Si j’avais des richesses, je voudrais les employer toutes à vous honorer ; si j’avais des sujets, je
voudrais leur inspirer à tous votre amour ; je voudrais enfin sacrifier pour votre amour et votre gloire,
s’il le fallait, ma vie même. Je vous aime donc, ô ma Mère ! mais, en même temps, hélas ! je crains de
na pas vous aimer ; car j’entends dire que l’amour rend ceux qui aiment semblable à la personne
aimée. Je dois donc croire que je vous aime bien peu, en me voyant si loin de vous ressembler ; vous si
pure, et moi si souillé ! vous si humble, et moi si orgueuilleux ! vous si sainte, et moi si criminel !

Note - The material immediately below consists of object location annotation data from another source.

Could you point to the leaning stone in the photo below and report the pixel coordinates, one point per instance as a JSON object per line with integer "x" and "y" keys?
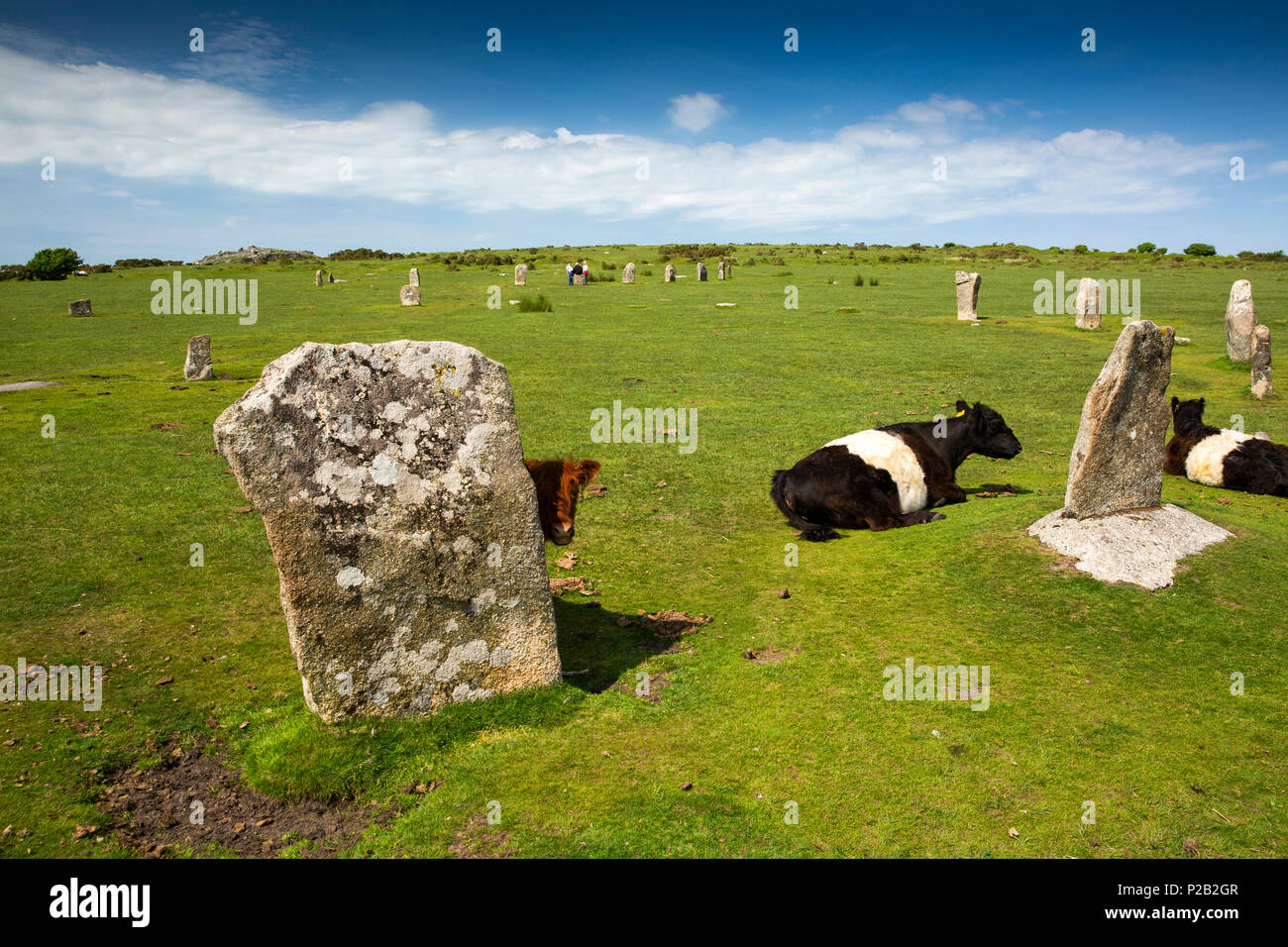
{"x": 1240, "y": 322}
{"x": 1261, "y": 385}
{"x": 967, "y": 295}
{"x": 1140, "y": 548}
{"x": 197, "y": 367}
{"x": 1086, "y": 307}
{"x": 1117, "y": 460}
{"x": 402, "y": 521}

Mais, ô Marie, c’est à vous de rémédier à mes maux ; montrez-moi votre amour en me rendant
semblable à vous. Vous êtes assez puissante pour changer les coeurs ; prenez donc mon coeur et le
changez ; faites voir au monde de quelle puissance vous disposez en faveur de ceux que vous aimez ;
rendez-moi saint, faites que je sois votre digne enfant. Ainsi j’espère, ainsi soit-il.